One limitation of our approach lies in terms of the amount of data we collected from the literature. This resulted in an overall coverage of the number of genetic mutations reported in the literature against the common mutations of the literature and the clinical study of 7.5%. In order to further increase the coverage of genetic mutations data, literature sources could be increased to include repositories from publishers such as ScienceDirect64 and Springer Nature65. We could also obtain additional data from the PubMed Central literature by mining the information included in tables and figures. It is also important to be aware of errors that may arise during DNA sequencing and patient data collection during the clinical study.

In addition, we considered the rate of false positive identifications of mutations. An example of a false positive would be the following sentence: “Some non-resistance-associated mutations of rtD134N (ranging from 20.33 to 74.63%), rtL145M (ranging from 2.83 to 78.82%), rtF151Y (ranging from 2.92 to 75.51%) and rtS223A (ranging from 5.77 to 18.44%) increased significantly with ADV monotherapy, then declined with the addition of LdT”66. In this sentence, it satisfies the criterion for co-occurrence of an HBV drug and a mutation, but it is in fact not referring to resistance mutations. False positives could also be considered hypothetical mutations, such as the one described in the sentence: “The lamivudine resistance-linked G529A (rtD134N) site in HBV was found to be associated with HCC outcomes, which implied potential correlation between resistance to the anti-HBV nucleoside analog lamivudine and HCC prognosis”67. Furthermore, it is possible that some drug-resistant mutants involve multiple locations, so in the future we must consider such combinatorial possibilities as well.

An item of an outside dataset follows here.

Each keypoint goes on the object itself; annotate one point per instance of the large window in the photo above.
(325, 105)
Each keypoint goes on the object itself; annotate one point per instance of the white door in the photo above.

To estimate the false positive rate, we selected 50 random sentences with co-occurrence of drug and mutation and inspected them manually. It was found that two of them were false positives. Hence, we estimate the rate of false positives to be approximately 4% of the overall data.

To improve the methods used here, additional text mining strategies could be used to improve the extraction, such as using additional synonyms from UMLS and SNOMED for both the drugs and the disease, which would decrease the number of false negatives. By using machine learning algorithms, thus we could also increase our confidence that sentences describe HBV-related information. For example, the following sentence refers to two mutations, M204I and M204V, which are not captured by simple regular expressions: “LVDr is well characterized and arises through replacement of M204 within the YMDD motif of the HBV RT with isoleucine or valine, with or without the adaptive change L180M”46. By performing the literature mining in this manner, we could be able to develop a more powerful text mining tool that would allow us to identify a more comprehensive set of resistance mutations. However, it is important to note that, while more-recently published mutation-extraction approaches are machine-learning based68,69, these require costly gold standard corpora, which hinders their re-application to different viral species, each with its own notation particularities. Thus, the development of machine-learning algorithms may lead to improved performance but could result in more restricted application to a particular disease.